You are viewing a plain text version of this content. The canonical link for it is here.
Posted to dev@tajo.apache.org by Tejas Patil <te...@gmail.com> on 2013/05/16 04:17:07 UTC

unable to create external table

Hi @tajo-dev,

I am following the wiki page [0] and tried to create a dataset but that
didn't go well

*$TAJO_HOME/bin/tajo cli*
*2013-05-15 19:09:50,730 INFO  client.TajoClient
(TajoClient.java:connect(76)) - connected to tajo cluster (0.0.0.0:9004)*
*
*
*Trying to connect the tajo master (0.0.0.0:9004)*
*tajo> create external table table1 (id int, name string, score float, type
string) using csv with ('csvfile.delimiter'='|') location
'file:/home/tejas/table1'*
*ERROR: line 1:43*
*LINE: create external table table1 (id int, name string, score float, type
string) using csv with ('csvfile.delimiter'='|') location
'file:/home/tejas/table1'*

Below is the output of jps indicating that Tajo and Hadoop processes are
running:

*5366 ResourceManager*
*5176 NameNode*
*5758 JobHistoryServer*
*6028 TajoMaster*
*6476 Jps*
*5235 DataNode*
*6142 TajoCli*
*5517 NodeManager*

I went through the tajo-master log but could not find anything meaningful.
Any pointers on how to figure out the problem ?
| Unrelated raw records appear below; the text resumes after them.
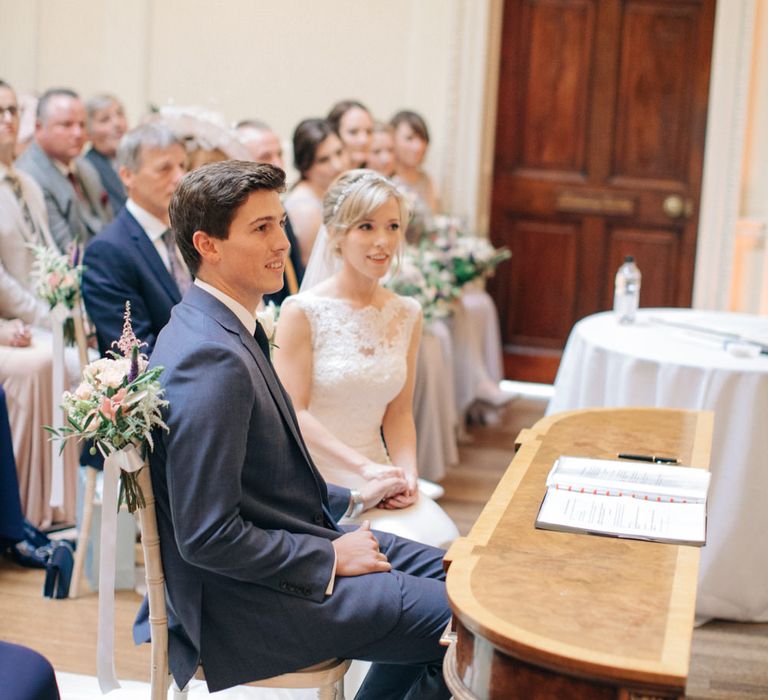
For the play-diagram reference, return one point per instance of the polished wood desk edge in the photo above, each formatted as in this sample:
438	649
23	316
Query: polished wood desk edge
670	670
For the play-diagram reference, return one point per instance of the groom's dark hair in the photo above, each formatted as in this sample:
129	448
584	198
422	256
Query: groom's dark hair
208	198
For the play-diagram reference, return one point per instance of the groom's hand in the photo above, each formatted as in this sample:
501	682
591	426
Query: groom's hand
358	553
377	490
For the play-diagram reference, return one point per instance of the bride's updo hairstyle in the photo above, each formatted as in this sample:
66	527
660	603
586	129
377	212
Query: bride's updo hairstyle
355	195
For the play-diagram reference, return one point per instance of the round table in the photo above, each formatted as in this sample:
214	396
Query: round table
661	361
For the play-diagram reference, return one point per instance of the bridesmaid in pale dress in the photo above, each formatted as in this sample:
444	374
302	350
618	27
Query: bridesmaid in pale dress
353	123
477	357
319	156
381	155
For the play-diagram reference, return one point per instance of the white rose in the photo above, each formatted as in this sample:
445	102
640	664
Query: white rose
83	391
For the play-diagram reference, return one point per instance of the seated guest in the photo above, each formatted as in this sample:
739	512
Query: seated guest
318	155
353	124
25	544
23	223
135	258
475	324
261	141
25	674
26	369
205	133
260	578
411	139
106	126
264	147
381	156
77	204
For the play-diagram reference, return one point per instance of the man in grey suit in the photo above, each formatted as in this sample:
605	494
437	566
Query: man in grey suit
260	578
23	223
78	207
106	126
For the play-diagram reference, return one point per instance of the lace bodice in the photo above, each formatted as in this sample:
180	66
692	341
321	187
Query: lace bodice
359	366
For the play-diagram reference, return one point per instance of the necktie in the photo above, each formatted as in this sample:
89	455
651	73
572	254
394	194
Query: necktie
76	185
32	235
290	277
262	340
175	267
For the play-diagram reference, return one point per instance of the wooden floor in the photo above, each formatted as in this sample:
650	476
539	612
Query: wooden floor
729	660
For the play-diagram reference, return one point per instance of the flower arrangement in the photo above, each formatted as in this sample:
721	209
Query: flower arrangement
117	405
468	257
57	280
417	276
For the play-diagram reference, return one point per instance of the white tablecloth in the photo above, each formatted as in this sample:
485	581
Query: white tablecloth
651	364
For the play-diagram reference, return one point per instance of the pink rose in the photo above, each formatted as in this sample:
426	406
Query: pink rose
109	406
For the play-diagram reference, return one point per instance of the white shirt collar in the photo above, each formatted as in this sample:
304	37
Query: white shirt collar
65	170
153	227
247	318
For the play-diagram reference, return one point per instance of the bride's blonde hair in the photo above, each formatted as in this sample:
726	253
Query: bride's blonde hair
355	195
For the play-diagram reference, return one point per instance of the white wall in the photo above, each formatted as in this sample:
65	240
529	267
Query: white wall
283	60
277	61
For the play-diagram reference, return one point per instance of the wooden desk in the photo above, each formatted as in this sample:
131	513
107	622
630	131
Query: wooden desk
553	615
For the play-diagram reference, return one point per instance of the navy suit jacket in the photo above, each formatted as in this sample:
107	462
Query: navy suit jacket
121	264
246	521
109	179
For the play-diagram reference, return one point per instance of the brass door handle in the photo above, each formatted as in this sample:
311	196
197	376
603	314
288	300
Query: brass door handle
675	206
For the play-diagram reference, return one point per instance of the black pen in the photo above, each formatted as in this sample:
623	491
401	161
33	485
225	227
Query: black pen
647	458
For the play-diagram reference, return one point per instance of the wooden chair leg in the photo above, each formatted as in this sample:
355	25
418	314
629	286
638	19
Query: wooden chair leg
83	534
335	691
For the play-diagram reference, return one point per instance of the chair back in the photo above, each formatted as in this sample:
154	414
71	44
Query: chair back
158	618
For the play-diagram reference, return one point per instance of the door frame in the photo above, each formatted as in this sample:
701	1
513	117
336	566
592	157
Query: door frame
730	77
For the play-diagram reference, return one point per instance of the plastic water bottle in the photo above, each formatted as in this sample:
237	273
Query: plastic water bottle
626	296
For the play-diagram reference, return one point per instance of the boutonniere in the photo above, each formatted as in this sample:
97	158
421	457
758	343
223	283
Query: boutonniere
268	317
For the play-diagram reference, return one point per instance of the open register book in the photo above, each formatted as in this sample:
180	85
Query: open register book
637	500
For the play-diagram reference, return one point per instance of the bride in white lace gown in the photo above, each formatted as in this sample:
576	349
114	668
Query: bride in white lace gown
346	353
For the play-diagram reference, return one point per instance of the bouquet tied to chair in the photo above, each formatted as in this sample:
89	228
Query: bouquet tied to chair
116	406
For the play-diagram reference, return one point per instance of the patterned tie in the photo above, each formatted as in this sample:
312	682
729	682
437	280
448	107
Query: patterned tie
262	340
175	267
33	233
290	277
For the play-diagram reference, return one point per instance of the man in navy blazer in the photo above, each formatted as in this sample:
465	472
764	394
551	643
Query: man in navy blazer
260	578
134	258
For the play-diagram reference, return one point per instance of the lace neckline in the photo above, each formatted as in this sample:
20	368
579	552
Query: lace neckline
351	306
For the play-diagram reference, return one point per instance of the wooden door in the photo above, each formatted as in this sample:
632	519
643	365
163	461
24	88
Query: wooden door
599	150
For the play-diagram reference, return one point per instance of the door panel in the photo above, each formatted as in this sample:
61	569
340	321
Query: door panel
554	106
655	91
599	148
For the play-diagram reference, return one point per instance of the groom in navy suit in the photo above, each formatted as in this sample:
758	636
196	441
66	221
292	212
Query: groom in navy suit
260	578
135	257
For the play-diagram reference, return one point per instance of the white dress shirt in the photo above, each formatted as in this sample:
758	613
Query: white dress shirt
17	296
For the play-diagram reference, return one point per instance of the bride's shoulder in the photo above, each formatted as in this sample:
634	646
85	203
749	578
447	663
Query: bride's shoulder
407	304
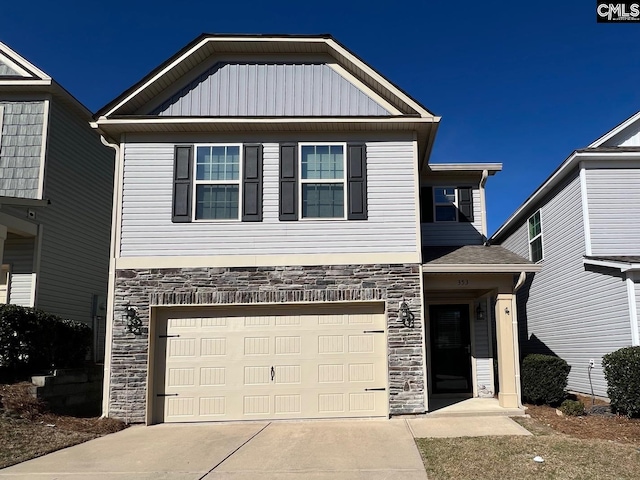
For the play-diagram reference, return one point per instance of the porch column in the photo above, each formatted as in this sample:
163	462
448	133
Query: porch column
507	368
3	237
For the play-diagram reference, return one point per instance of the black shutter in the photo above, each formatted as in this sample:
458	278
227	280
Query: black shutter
426	204
252	184
182	177
465	204
356	182
288	181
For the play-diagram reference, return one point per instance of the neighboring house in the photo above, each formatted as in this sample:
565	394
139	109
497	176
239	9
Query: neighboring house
56	183
581	225
267	233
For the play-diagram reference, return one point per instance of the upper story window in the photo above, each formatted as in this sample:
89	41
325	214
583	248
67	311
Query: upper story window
322	180
445	204
217	182
535	237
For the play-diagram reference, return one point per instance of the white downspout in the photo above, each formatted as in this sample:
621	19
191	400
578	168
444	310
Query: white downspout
483	204
112	272
514	328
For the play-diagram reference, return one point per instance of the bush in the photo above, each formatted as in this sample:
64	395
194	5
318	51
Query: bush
544	379
622	371
33	341
573	408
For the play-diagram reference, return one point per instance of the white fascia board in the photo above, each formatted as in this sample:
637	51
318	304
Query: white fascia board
492	168
379	78
102	121
612	133
622	266
20	64
481	268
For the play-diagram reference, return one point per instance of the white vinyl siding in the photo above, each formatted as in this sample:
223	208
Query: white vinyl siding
614	211
18	254
575	313
75	234
147	229
456	233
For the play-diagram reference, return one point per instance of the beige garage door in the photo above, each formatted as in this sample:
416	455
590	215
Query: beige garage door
278	363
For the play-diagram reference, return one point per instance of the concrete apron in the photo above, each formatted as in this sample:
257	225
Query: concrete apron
352	449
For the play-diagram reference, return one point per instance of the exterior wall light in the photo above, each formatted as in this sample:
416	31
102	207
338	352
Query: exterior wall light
134	324
407	318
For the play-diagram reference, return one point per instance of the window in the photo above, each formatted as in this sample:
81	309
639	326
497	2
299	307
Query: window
535	237
217	182
446	204
322	180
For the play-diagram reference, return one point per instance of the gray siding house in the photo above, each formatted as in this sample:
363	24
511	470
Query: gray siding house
582	226
56	182
270	258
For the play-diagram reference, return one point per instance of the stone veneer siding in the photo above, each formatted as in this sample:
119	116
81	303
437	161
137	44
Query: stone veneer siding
144	288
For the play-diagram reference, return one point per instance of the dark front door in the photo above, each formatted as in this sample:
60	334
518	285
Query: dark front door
450	349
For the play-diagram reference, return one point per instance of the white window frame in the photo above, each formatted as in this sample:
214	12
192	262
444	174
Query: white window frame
197	182
436	204
531	240
302	181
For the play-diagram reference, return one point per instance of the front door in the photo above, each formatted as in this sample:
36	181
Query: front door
450	349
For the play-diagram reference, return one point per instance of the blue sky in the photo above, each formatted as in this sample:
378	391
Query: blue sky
520	83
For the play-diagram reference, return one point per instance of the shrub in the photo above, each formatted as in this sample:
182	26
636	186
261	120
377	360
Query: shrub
622	371
32	341
544	379
573	408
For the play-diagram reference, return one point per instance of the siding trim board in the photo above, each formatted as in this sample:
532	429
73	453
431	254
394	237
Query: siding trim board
632	277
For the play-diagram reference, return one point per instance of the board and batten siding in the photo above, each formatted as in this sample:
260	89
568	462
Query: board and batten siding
19	255
147	230
455	233
614	210
270	89
76	226
20	148
575	313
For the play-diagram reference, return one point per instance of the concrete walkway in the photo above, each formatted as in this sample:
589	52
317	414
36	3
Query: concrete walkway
314	450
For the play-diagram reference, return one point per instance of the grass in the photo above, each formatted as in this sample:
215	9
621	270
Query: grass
512	457
576	454
28	430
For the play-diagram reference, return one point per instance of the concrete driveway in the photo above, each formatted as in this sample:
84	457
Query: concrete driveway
365	449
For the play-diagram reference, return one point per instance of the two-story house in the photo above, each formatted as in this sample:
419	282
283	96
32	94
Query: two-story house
267	256
56	183
581	225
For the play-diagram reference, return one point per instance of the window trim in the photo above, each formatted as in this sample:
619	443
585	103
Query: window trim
345	183
436	204
539	235
197	182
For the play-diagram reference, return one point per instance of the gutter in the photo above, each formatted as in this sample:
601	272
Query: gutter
112	273
514	328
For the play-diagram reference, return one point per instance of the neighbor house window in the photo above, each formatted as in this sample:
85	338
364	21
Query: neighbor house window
322	180
445	201
217	182
535	237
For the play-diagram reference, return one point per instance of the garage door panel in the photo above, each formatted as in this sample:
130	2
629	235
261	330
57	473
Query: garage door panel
258	366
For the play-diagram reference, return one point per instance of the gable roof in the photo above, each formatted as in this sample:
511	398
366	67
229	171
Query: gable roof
127	113
18	76
598	150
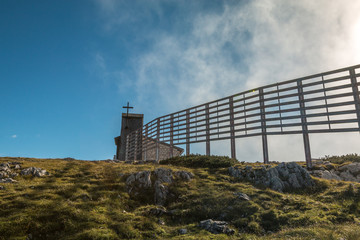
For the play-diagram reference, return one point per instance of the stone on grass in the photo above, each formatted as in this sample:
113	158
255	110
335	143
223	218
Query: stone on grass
34	171
8	180
157	181
186	176
242	196
216	227
283	177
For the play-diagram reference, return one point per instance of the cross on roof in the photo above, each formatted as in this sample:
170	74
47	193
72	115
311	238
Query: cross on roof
127	109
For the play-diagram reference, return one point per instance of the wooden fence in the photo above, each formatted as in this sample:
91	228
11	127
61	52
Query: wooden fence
321	103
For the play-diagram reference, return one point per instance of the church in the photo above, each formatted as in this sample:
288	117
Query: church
131	122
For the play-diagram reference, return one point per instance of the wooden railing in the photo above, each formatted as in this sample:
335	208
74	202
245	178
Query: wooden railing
321	103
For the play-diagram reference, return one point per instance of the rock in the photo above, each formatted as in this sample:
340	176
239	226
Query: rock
3	174
8	180
138	181
164	175
161	193
347	176
4	167
157	211
216	227
34	171
325	174
353	168
280	178
158	181
186	176
242	196
12	175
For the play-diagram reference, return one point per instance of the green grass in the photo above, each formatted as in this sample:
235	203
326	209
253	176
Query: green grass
88	200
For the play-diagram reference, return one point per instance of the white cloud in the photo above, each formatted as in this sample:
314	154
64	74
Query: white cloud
246	46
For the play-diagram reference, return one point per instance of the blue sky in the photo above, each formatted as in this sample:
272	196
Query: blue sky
68	67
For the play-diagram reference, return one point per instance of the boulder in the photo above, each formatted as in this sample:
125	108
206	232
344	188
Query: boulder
216	227
157	211
4	167
325	174
8	180
161	192
186	176
3	174
353	168
347	176
242	196
284	176
34	171
164	175
136	183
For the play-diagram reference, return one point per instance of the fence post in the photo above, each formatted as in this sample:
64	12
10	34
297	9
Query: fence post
355	89
171	154
304	125
187	132
232	128
157	140
263	127
207	120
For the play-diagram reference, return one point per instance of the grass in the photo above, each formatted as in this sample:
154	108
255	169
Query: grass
88	200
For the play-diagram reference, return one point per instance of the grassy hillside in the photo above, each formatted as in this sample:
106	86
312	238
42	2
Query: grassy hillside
88	200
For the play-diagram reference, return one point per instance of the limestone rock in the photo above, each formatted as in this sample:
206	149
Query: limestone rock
216	227
164	175
242	196
353	168
3	174
161	193
34	171
4	167
280	178
184	175
8	180
139	181
325	174
157	211
347	176
136	183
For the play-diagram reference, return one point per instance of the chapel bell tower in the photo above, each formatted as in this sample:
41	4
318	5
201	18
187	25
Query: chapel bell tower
129	123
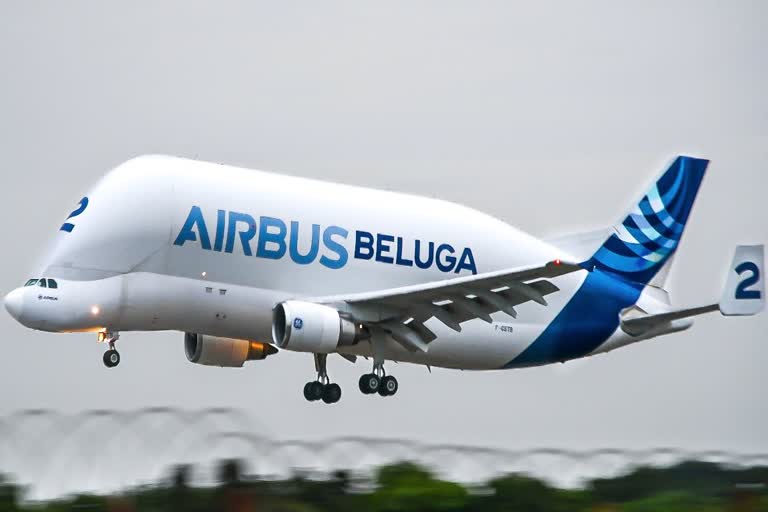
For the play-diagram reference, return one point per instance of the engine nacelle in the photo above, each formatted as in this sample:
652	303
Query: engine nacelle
310	327
227	352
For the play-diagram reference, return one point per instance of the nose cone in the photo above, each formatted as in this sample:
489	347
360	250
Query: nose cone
14	302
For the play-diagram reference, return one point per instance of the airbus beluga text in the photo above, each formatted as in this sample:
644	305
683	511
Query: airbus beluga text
246	262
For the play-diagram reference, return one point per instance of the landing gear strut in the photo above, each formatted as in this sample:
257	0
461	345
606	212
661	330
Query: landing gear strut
322	388
378	382
111	356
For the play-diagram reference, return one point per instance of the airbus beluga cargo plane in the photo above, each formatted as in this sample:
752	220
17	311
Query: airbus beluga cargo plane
245	263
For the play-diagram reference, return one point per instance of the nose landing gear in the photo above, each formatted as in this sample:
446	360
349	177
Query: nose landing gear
111	356
322	388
[0] : http://wiki.apache.org/tajo/GettingStarted

Thanks,
Tejas Patil
http://www.linkedin.com/in/tejaspatil1

Re: unable to create external table

Posted by Hyunsik Choi <hy...@apache.org>.
Thank you for your feedback. I leave some inline comments on your
suggestions.


On Thu, May 16, 2013 at 1:18 PM, Tejas Patil <te...@gmail.com>wrote:

> Sure :)
>
> 1. I hit a problem while trying out the query on wiki page:
> tajo> select * from table1 where id > 2
> Internal Error
>
> After looking over the logs and then googling, I came across a recent
> thread [0] over tajo-dev which had the way to resolve the problem. Why not
> add a note about this to wiki ?
>

I'll note this case and how to solve in the wiki. Thank you for your
comment.


> 2. Looks like column names if tried to set to a reserved keyword doesn't
> work.
>
> tajo> create external table table2 (cid int, *date* text, price int, name
> text) using csv with ('csvfile.delimiter'='|') location
> 'file:/home/tejas/Desktop/apache/incubator-tajo/snapshot/table2'
> ERROR: line 1:39
> LINE: create external table table2 (cid int, date text, price int, name
> text) using csv with ('csvfile.delimiter'='|') location
> 'file:/home/tejas/Desktop/apache/incubator-tajo/snapshot/table2'
>
> As soon as I modify 'date' something else (say 'mdate'), it worked:
> *tajo> create external table table2 (cid int, mdate text, price int, name
> text) using csv with ('csvfile.delimiter'='|') location
> 'file:/home/tejas/Desktop/apache/incubator-tajo/snapshot/table2'*
> *OK*
>
> IMO its not acceptable to tell people that the cannot have attributes with
> a certain name because its a reserved keyword. This will lead to artificial
> schemas and data for the user based on the underlying systems'
> implementation details. MySQL allows users to do this [1] using back ticks
> (`)
>

That's good idea. Like MySQL, we need to support some escape method.
Actually, we are working on new parser to support most of SQL standard at
tajo-frontend/tajo-frontend-sql. I'll reflect your idea to the new parser.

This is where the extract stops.